Why ALWAYSON AG goes to 'NOT SYNCRONIZING' when db are busy

Question

Why ALWAYSON AG goes to 'NOT SYNCRONIZING' when db are busy

Jiong AN 146

Everytime my alwayson db is busy, ALL the secondary dbs goes into 'NO SYNCRONIZING' mode. and stays until the server goes quiet again.

From some times ago, this is no longer the case. it stays in 'NO SYNCRONIZING' unless i remote desktop to the db server and open 'Failover Cluster Manager', the app opened and it took about 1 mins for the cluster info, nodes to show up. Then I checked the AG again, dbs start to go back to 'SYNCRONIZED'.

I know MS had a fix about 'NO SYNCRONIZING' at

https://support.microsoft.com/en-au/help/3034679/kb3034679-fix-alwayson-availability-groups-are-reported-as-not-synchro

but I have already patched my 2016 enterprise to the latest CU2, and still having problems.

I have checked error logs, it shows timeout happened.

e.g.
A connection timeout has occurred on a previously established connection to availability replica 'server1' with id [*******]. Either a networking or a firewall issue exists or the availability replica has transitioned to the resolving role.
35206

and

Always On Availability Groups connection with primary database terminated for secondary database 'db2' on the availability replica 'server1' with Replica ID: {******}. This is an informational message only. No user action is required.
35267

....

Strange thing is: it ONLY happens when db is busy. when db is not busy, nothing happens. So the although the error seems like a network issue but in fact is not.

My Questions:

Why does db go to 'NO SYNCRONIZING' and cluster connection timeout when db is busy?
when system is quiet, it stays as 'NO SYNCRONIZING' now, to fix it, i needs to open 'FAILOVER CLUSTER MANAGER', why is it a fix. does it restart some services or rejoined node to cluster? (since I can't see anything is the system logs and cluster logs also shows nothing). If so, can I run a powerscript command to do the same as open app.

Accepted answer

4 additional answers

Your answer

Answer 1

Why does db go to 'NO SYNCRONIZING' and cluster connection timeout when db is busy?

You have already said db is busy, when db is busy, you can think that there are limited resources but for busy db, the process and
its threads need more time to wait, to recovering and restoring.

Availability database status:

Not synchronizing

If the primary database is in this state, it means that the database is not ready to synchronize its transaction log with the corresponding secondary database.

If the secondary database is in this state, the database may

(1) Log synchronization is no longer performed due to connection problems or redo failure,
(2) The log synchronization with the main database is "suspended",
(3) Due to role switching, it is in the middle of transition.

You can check as that run cmd, and then ping listener's ip -t, then failover, there you can see one timeout, then connected, means that it is in switching time.

when system is quiet, it stays as 'NO SYNCRONIZING' now, to fix it, i needs to open 'FAILOVER CLUSTER MANAGER', why is it a fix. does it restart some services or rejoined node to cluster? (since I can't see anything is the system logs and cluster logs also shows nothing).
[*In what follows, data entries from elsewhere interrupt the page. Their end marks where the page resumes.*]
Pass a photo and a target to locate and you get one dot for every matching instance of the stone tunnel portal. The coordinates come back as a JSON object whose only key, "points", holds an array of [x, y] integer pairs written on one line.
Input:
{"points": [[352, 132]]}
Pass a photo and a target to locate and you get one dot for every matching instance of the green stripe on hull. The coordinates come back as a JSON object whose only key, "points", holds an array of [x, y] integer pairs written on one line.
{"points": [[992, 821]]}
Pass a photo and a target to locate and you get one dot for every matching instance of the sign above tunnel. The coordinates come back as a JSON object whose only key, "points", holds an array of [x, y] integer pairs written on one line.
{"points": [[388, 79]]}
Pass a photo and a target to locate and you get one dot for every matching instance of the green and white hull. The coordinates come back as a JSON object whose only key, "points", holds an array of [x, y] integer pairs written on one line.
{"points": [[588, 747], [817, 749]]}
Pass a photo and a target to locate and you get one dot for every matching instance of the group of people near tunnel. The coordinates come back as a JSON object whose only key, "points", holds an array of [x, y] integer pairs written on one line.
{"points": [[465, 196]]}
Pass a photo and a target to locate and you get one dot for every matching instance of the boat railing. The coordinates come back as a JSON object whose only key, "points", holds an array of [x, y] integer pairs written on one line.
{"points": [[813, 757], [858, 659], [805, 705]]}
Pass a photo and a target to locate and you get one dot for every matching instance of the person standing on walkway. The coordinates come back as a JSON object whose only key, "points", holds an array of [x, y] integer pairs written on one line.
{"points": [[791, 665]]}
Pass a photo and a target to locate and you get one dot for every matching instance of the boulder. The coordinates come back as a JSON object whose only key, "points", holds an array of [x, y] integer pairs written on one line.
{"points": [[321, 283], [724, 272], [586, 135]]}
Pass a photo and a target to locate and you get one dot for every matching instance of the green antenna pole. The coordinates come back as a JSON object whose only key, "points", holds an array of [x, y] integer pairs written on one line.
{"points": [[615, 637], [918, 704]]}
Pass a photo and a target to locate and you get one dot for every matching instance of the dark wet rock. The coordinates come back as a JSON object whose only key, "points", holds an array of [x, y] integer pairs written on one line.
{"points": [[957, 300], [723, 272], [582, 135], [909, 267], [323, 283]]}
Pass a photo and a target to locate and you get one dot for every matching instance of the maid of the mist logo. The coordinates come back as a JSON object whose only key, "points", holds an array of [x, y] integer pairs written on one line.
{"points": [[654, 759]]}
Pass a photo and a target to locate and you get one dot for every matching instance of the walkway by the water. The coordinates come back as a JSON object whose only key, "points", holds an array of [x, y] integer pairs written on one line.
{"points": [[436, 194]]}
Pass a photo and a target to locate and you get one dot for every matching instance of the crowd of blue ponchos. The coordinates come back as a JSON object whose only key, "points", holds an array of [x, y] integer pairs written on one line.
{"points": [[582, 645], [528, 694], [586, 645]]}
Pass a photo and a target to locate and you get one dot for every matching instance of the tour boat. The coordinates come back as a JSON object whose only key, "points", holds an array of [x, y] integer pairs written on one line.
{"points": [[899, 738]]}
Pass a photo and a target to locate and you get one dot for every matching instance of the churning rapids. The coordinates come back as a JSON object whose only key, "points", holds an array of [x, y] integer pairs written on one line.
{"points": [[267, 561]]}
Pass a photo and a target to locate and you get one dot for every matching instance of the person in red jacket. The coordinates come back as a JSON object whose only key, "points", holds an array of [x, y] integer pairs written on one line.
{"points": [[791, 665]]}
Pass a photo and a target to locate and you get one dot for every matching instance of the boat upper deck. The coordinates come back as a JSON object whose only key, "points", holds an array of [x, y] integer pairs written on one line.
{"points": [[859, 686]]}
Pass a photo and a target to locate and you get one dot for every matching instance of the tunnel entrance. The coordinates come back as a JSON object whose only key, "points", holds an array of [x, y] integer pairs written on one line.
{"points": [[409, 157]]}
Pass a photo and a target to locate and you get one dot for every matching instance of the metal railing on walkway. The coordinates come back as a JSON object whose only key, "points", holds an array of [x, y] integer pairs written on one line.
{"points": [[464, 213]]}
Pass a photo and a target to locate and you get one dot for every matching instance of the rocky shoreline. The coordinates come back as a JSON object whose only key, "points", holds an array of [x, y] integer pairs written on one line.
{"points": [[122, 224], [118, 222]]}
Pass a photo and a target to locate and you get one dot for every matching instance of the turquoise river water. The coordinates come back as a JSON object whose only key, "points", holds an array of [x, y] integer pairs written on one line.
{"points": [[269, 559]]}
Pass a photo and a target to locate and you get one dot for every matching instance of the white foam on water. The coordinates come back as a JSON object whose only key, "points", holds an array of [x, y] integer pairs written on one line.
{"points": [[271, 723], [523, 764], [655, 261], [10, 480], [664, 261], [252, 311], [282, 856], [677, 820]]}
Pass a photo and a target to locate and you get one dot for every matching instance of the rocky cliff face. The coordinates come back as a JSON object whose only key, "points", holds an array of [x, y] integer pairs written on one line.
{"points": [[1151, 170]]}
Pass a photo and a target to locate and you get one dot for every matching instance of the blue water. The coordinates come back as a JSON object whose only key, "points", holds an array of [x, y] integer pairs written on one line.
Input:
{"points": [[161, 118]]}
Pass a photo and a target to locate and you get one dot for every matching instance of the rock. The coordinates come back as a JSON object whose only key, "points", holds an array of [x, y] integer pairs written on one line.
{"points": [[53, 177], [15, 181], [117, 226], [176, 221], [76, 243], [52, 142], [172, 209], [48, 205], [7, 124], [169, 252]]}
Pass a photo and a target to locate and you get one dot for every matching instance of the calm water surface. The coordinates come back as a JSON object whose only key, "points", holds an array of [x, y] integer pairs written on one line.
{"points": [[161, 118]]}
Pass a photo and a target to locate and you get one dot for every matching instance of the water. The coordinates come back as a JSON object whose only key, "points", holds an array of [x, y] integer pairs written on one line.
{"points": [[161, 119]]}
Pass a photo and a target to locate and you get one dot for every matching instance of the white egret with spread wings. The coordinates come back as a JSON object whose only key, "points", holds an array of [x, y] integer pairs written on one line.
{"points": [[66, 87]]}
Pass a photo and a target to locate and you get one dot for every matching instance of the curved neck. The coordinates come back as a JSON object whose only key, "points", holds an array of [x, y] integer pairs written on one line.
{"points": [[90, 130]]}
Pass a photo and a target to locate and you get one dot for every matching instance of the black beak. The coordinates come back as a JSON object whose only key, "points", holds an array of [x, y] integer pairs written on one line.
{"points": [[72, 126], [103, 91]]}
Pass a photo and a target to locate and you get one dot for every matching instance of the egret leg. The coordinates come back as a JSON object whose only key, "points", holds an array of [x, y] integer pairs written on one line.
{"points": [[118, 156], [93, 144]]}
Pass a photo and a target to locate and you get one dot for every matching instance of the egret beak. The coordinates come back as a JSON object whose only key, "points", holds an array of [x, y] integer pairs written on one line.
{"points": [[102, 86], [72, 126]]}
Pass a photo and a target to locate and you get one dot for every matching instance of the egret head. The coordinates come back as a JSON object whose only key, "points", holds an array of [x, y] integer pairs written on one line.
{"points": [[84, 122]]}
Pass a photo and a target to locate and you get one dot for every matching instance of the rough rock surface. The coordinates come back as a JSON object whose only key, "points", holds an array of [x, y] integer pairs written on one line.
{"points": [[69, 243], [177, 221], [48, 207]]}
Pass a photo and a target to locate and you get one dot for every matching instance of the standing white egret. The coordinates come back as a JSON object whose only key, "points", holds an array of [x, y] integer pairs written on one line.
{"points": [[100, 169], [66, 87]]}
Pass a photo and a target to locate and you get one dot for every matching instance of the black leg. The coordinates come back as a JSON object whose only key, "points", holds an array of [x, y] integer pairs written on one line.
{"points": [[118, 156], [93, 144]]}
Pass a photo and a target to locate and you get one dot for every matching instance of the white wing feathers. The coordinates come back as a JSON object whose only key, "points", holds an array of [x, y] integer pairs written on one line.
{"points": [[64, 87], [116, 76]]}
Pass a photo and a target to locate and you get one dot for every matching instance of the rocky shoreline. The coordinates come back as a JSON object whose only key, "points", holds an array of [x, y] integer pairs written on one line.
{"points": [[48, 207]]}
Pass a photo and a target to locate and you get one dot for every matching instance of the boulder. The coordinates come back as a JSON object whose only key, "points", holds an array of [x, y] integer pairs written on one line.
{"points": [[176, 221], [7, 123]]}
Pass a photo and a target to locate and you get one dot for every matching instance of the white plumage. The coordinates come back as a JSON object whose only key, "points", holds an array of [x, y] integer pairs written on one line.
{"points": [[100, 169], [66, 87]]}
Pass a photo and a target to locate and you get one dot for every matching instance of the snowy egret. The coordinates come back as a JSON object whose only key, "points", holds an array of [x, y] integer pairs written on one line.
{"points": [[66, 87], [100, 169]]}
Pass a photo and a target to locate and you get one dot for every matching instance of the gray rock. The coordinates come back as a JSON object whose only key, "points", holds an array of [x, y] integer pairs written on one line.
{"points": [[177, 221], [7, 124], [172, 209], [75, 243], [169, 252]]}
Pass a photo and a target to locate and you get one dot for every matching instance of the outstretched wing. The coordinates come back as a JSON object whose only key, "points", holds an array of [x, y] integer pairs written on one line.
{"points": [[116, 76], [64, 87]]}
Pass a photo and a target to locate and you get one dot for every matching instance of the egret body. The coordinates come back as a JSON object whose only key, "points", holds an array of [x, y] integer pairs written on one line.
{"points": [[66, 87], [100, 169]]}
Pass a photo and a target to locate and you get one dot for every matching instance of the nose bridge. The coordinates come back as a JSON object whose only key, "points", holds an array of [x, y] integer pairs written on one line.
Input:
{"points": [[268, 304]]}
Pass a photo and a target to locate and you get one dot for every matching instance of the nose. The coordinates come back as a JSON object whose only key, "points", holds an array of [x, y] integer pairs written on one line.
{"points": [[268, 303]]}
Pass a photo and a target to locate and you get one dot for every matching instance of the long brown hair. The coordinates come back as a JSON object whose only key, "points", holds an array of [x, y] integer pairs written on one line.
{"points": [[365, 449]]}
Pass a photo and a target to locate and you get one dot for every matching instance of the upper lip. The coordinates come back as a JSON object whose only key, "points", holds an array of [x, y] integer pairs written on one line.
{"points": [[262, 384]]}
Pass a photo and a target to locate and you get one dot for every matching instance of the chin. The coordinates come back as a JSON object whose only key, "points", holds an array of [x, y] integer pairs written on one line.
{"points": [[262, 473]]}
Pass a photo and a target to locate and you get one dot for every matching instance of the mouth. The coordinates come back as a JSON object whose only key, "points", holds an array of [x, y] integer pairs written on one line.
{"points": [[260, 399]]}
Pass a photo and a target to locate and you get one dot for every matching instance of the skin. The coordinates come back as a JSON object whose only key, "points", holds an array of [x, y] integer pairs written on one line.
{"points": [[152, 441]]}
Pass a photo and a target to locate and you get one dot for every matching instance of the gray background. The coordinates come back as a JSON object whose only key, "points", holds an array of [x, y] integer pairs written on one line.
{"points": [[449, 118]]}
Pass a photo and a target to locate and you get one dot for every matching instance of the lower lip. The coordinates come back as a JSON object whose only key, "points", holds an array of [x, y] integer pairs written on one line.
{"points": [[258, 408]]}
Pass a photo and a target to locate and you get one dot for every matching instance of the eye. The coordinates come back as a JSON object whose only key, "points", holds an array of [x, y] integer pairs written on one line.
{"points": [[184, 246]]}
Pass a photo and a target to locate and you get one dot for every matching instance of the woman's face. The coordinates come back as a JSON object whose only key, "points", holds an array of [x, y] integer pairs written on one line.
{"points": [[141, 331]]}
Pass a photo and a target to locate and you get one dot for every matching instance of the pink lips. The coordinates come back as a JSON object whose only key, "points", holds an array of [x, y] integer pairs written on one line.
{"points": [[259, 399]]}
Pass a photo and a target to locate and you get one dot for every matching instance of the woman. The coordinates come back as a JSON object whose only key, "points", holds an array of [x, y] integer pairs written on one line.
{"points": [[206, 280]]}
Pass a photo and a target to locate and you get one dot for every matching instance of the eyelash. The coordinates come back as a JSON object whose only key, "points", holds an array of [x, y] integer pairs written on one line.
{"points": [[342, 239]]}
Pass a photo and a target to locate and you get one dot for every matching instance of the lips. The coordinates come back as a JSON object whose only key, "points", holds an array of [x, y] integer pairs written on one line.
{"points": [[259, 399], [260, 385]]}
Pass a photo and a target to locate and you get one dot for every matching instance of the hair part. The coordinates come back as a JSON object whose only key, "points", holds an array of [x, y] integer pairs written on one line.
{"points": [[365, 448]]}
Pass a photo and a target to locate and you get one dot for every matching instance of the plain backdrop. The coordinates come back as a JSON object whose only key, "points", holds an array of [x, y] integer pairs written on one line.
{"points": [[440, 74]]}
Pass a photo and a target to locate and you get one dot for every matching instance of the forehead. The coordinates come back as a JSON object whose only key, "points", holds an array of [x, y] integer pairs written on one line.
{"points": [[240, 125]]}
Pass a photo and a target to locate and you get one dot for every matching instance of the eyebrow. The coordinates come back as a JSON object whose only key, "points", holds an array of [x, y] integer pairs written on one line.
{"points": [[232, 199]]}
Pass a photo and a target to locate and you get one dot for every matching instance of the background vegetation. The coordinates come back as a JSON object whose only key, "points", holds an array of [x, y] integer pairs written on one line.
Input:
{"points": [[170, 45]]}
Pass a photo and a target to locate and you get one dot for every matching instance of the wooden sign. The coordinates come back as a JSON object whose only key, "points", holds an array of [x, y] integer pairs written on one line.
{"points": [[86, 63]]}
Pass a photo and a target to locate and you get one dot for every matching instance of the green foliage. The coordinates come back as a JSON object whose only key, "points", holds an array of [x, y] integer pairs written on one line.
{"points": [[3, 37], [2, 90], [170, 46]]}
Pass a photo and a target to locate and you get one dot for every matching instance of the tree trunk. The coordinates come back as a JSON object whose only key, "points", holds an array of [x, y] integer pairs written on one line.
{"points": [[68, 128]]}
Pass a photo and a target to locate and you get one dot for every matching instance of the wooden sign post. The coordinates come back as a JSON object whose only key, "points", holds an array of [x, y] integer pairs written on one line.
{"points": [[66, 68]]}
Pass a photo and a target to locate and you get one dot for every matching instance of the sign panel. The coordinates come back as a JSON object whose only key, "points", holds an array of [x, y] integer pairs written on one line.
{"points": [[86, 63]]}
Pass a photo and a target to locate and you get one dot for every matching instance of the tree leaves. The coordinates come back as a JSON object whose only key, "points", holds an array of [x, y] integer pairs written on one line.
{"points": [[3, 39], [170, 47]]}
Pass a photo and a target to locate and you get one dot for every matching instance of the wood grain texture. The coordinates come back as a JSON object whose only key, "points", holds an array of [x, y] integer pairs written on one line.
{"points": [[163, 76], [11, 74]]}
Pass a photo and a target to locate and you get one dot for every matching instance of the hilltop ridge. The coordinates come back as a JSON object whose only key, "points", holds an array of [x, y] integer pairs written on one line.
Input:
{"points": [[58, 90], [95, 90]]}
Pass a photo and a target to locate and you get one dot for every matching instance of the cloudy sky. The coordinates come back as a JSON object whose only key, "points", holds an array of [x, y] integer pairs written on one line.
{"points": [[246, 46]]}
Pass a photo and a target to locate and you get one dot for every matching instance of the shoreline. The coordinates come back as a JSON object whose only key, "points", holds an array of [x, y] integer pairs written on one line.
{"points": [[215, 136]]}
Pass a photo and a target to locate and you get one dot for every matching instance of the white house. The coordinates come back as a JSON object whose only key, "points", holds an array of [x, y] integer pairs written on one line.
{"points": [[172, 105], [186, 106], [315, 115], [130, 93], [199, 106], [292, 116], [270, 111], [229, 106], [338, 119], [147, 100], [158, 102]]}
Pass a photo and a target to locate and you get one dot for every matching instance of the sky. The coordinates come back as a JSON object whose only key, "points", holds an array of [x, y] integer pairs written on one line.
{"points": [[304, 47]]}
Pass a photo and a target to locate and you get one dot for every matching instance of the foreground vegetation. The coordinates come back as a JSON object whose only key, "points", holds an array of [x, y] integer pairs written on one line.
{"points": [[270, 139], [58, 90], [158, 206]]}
If so, can I run a powerscript command to do the same as open app.

Why do you use latest SP and CU to have a test. Check why your db is always busy, you can classify them in different dbs to sharing the load.

Note:

A connection timeout has occurred on a previously established connection to availability replica 'server1' with id [***]. Either a networking or a firewall issue exists or >the availability replica has transitioned to the resolving role.35206

Note This problem might occur only on very powerful computers and when SQL Server is very busy. For example, in one scenario, this problem occurred on a very busy system with 24 cores.

Always On Availability Groups connection with primary database terminated for secondary database 'db2' on the availability replica 'server1' with Replica ID: {**}. This is >an informational message only. No user action is required.35267

This issue occurs because of a deadlock condition between a redo thread and a switch-role thread.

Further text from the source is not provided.